Il primo tentativo sembra destinato al fallimento, tecnica narrativa cui Lucano evidentemente ricorre per accrescere il pathos dell’azione e rendere più ansiosa l’attesa (vv. 720-729):

[720] Quando con queste parole sollevò la bocca schiumante, vide levata l’ombra del cadavere sgomenta di fronte alle membra esanimi, segrete odiose del carcere antico. Le fa paura discendere nel busto aperto, in viscere e carni spaccate dal colpo mortale. è la sventura d’esser privato ingiustamente dell’ultimo bene che ci riserva la morte, [725] di non poter più morire [A miser extremum cui mortis munus inique eripitur, non posse mori]. Si meraviglia Eritto che questi indugi siano dati al destino e con un vivo serpente nel pugno per rabbia contro la morte flagella il cadavere immoto [irataque Morti verberat immotum vivo serpente cadaver]; poi nelle fenditure della terra aperte dai suoi incantesimi [carmine] manda il suo ringhio alle ombre e rompe il silenzio del regno. 

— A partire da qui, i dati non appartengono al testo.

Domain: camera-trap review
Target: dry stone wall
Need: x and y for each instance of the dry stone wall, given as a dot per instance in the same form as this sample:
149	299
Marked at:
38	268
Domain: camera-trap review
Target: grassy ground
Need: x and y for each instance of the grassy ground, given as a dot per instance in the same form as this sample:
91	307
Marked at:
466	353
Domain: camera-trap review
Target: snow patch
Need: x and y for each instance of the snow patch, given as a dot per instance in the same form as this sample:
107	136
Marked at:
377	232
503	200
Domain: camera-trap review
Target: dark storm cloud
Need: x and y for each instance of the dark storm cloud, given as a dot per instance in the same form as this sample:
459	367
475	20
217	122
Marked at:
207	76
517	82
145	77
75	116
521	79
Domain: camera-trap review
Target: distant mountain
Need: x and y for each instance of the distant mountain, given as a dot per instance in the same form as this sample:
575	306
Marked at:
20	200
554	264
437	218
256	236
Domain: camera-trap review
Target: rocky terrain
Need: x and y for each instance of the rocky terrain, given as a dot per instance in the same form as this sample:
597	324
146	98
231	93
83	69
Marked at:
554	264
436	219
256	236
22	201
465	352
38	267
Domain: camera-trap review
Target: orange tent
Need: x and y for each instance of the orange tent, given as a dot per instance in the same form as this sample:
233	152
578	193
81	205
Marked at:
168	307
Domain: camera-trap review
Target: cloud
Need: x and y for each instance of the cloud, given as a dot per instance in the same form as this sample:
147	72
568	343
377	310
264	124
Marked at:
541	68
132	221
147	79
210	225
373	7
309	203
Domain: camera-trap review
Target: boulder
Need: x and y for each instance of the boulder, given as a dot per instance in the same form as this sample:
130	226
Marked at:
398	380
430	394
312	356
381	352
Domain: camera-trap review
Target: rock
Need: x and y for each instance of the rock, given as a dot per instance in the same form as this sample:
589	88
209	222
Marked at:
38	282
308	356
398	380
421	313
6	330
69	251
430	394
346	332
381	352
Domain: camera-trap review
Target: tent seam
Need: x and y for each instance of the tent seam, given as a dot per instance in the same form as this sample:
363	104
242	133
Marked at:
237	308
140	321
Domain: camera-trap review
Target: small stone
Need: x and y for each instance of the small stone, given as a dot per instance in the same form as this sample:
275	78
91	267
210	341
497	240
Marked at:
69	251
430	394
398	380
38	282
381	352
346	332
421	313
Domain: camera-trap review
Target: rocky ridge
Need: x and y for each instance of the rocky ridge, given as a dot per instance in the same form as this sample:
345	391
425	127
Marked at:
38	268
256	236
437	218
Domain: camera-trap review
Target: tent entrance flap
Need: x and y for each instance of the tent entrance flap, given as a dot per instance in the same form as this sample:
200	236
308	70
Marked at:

La preghiera viene rinnovata, ma questa volta con toni furibondi e minacciosi perché le divinità non l’hanno esaudita (vv. 730-749):

[730] Megera indifferente alla mia voce, e Tisifone [Tisiphone vocisque meae secura Megera: di nuovo le Eumenidi], non caccerete quest’ombra infelice a frustate attraverso il vuoto dell’Erebo? Ma col vero nome ormai vi trarrò fuori e le cagne di Stige lascerò sotto la luce dell’alto [in luce superna destituat]; [735] insonne spia di roghi e funerali vi caccerò da tutti gli ossari, vi strapperò dalle bare. E quanto a te che sei solita presentarti agli dei con volto non tuo, davanti a loro ti svelerò Ecate, spettro fatto di putredine, fermando il tuo volto infernale [Hecate, pallenti tabida forma, ostendam faciemque Erebi mutare vetabo]. Rivelerò quali festini ti trattengano, [740] Ennea [Hennaea, Proserpina, perché rapita ad Enna], sotto l’immensa mole della terra, per quale patto concedi l’amore al triste re della notte [maestum regem noctis], per quale tuo contagio non volle Cerere farti tornare. Per te, triarca pessimo del mondo [pessime mundi arbiter, Plutone] negli aperti burrati lancerò Titano [il Sole] a ferirti di rapida luce. Voi non obbedite e dovrò rivolgermi a chi [745] col suo nome di tremiti scuote la terra, colui che scruta la Gorgone in volto, che prostra sotto i suoi colpi l’attonita Erinni, che sta nel Tartaro a voi sconosciuto per cui voi siete i celesti e sull’onde di Stige spergiura?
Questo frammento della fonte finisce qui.